Re: Cleaning up perl code - Mailing list pgsql-hackers

From Dagfinn Ilmari Mannsåker
Subject Re: Cleaning up perl code
Date
Msg-id 87tth7erdy.fsf@wibble.ilmari.org
Whole thread Raw
In response to Re: Cleaning up perl code  (Andrew Dunstan <andrew@dunslane.net>)
List pgsql-hackers
Andrew Dunstan <andrew@dunslane.net> writes:

> On 2024-07-02 Tu 8:55 AM, Dagfinn Ilmari Mannsåker wrote:
>> Relatedly, I also had a look at prohibiting unused regex captures
>> (RegularExpressions::ProhibitUnusedCapture), which found a few real
>> cases, but also lots of false positives in Catalog.pm, because it
>> doesn't understand that %+ uses all named captures, so I won't propose a
>> patch for that until that's fixed upstream
>> (https://github.com/Perl-Critic/Perl-Critic/pull/1065).
>>
>
> We could mark Catalog.pm with a "## no critic (ProhibitUnusedCapture)"
> and then use the test elsewhere.

Yeah, that's what I've done for now.
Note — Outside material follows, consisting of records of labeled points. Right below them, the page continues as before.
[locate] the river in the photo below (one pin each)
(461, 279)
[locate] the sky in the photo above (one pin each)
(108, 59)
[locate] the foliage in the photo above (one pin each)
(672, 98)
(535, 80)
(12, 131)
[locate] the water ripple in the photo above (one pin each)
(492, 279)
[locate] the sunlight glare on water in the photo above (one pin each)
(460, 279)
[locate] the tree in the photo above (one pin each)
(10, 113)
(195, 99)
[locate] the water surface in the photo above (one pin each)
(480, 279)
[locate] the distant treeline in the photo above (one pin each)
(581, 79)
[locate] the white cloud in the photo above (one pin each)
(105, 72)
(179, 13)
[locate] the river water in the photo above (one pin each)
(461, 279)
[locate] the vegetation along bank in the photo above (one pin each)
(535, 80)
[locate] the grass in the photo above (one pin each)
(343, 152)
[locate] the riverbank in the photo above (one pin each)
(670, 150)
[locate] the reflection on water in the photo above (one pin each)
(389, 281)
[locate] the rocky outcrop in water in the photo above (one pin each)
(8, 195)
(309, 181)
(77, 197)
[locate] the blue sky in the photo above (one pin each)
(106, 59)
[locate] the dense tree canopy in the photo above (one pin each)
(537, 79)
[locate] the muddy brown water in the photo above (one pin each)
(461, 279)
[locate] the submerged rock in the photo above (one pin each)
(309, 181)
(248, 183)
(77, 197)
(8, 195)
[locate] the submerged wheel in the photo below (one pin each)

Here's a sequence of patches that
fixes the existing cases of unused captures, and adds the policy and
override.

The seg-validate.pl script seems unused, unmaintained and useless (it
doesn't actually match the syntax accepted by seg, specifcially the (+-)
syntax (which my patch fixes in passing)), so maybe we should just
delete it instead?

> cheers
>
> andrew

 -ilmari

From 17a350c8d6ec2ae887fe7784dd6b9275028dc681 Mon Sep 17 00:00:00 2001
From: =?UTF-8?q?Dagfinn=20Ilmari=20Manns=C3=A5ker?= <ilmari@ilmari.org>
Date: Mon, 20 May 2024 22:54:52 +0100
Subject: [PATCH 1/3] seg-validate.pl: Use qr// instead of strings to assemble
 regexes

Also eliminate unused captures, and fix the plus/minus syntax to
accept (+-), not the erroneous '+-'.
---
 contrib/seg/seg-validate.pl | 24 ++++++++++++------------
 1 file changed, 12 insertions(+), 12 deletions(-)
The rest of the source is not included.